The jury’s still out on whether this make-or-break moment for Game Pass will ultimately vindicate the subscription service or $69 billion acquisition helping to fuel it. The program, and the broader Xbox platform, are currently at a confusing cross roads as Microsoft at large reportedly cracks down on profitability. Maybe Black Ops 6 will show the needle can be thread on a future Xbox with fewer exclusives and where blockbuster games aren’t completely cannibalized by day-one subscription access.
For now, it’s a much needed win for a platform that was racking up black eyes. From mass layoffs and closures of beloved studios to hit and miss exclusives like Starfield and Senua’s Saga: Hellblade II, it’s been an uneven year for Xbox. Taking refuge in the best-selling franchise for eight of the last 10 years might not be the exciting future Xbox console diehards had once dreamed of, but it may prove to be a more reliable way to make the numbers go up than anything else Microsoft has done in gaming this generation.

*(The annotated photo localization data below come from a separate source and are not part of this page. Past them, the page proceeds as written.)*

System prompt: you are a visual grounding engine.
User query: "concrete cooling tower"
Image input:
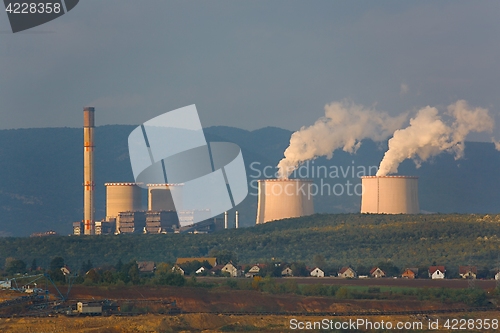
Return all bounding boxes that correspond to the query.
[257,179,314,224]
[104,183,142,221]
[148,184,182,211]
[361,176,420,214]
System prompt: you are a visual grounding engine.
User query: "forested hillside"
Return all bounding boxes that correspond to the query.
[0,214,500,269]
[0,125,500,237]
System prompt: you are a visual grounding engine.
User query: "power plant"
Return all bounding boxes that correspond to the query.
[104,183,142,221]
[147,184,182,211]
[361,176,420,214]
[83,107,95,235]
[256,179,314,224]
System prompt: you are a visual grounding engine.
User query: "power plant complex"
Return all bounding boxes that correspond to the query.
[73,107,234,235]
[256,179,314,224]
[73,107,420,235]
[361,176,420,214]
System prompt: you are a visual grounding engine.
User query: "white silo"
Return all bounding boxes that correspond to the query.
[256,179,314,224]
[361,176,420,214]
[104,183,142,221]
[148,184,182,211]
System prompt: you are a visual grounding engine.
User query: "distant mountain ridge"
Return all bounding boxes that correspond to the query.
[0,125,500,236]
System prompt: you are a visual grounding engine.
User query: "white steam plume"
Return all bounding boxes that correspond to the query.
[377,100,494,176]
[278,101,407,178]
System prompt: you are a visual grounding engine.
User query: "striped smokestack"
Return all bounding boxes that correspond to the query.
[83,107,95,235]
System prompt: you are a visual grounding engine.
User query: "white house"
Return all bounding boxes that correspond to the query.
[311,267,325,277]
[221,262,240,277]
[172,265,184,275]
[458,266,477,279]
[429,266,446,280]
[245,264,264,278]
[338,266,356,279]
[370,267,385,279]
[281,267,293,276]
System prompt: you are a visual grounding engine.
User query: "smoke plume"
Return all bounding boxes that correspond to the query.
[278,101,407,178]
[377,100,494,176]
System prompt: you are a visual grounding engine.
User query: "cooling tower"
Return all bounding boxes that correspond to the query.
[148,184,182,211]
[361,176,420,214]
[104,183,142,221]
[83,107,95,235]
[257,179,314,224]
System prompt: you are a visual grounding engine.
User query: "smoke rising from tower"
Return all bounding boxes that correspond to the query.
[377,100,494,176]
[278,100,407,179]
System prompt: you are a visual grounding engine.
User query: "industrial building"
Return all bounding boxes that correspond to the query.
[116,212,146,234]
[73,107,234,235]
[361,176,420,214]
[147,184,182,211]
[83,107,95,235]
[104,183,142,221]
[95,219,116,235]
[145,210,180,234]
[256,179,314,224]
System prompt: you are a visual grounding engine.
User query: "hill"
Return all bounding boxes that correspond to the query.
[0,125,500,236]
[0,214,500,269]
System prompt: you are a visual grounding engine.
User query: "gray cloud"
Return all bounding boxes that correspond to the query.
[0,0,500,140]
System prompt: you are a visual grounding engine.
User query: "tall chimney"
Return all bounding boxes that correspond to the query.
[83,107,95,235]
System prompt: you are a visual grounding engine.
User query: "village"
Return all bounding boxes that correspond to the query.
[165,257,500,281]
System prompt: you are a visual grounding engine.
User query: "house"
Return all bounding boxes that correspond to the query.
[338,267,356,279]
[172,265,184,275]
[210,265,224,275]
[136,261,156,273]
[245,264,265,278]
[429,266,446,280]
[175,257,217,267]
[221,262,240,277]
[281,267,293,276]
[458,266,477,279]
[401,267,418,279]
[370,267,385,279]
[311,267,325,277]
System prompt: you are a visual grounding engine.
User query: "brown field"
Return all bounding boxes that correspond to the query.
[0,278,499,333]
[233,277,496,290]
[41,286,465,312]
[0,312,498,333]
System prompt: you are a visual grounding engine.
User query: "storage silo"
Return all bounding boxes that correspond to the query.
[361,176,420,214]
[256,179,314,224]
[148,184,182,211]
[104,183,142,221]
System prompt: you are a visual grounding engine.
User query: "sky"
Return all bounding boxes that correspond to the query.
[0,0,500,140]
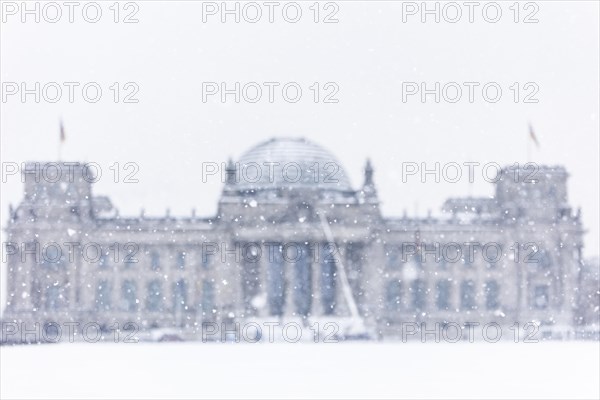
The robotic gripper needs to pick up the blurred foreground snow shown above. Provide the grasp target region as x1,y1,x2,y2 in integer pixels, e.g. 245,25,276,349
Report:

The starkest reality for Xbox at the moment is that hardware sales continue to fall while game and service revenue continues to climb. Console sales were down 29 percent again year-over-year, with that number expected to be even worse over the holiday. Game Pass, on the other hand, “set a new Q1 record for total revenue and average revenue per subscriber,” Nadella said. “And as we look ahead, our IP across our studios has never been stronger.” But the only one he mentioned by name was Call of Duty.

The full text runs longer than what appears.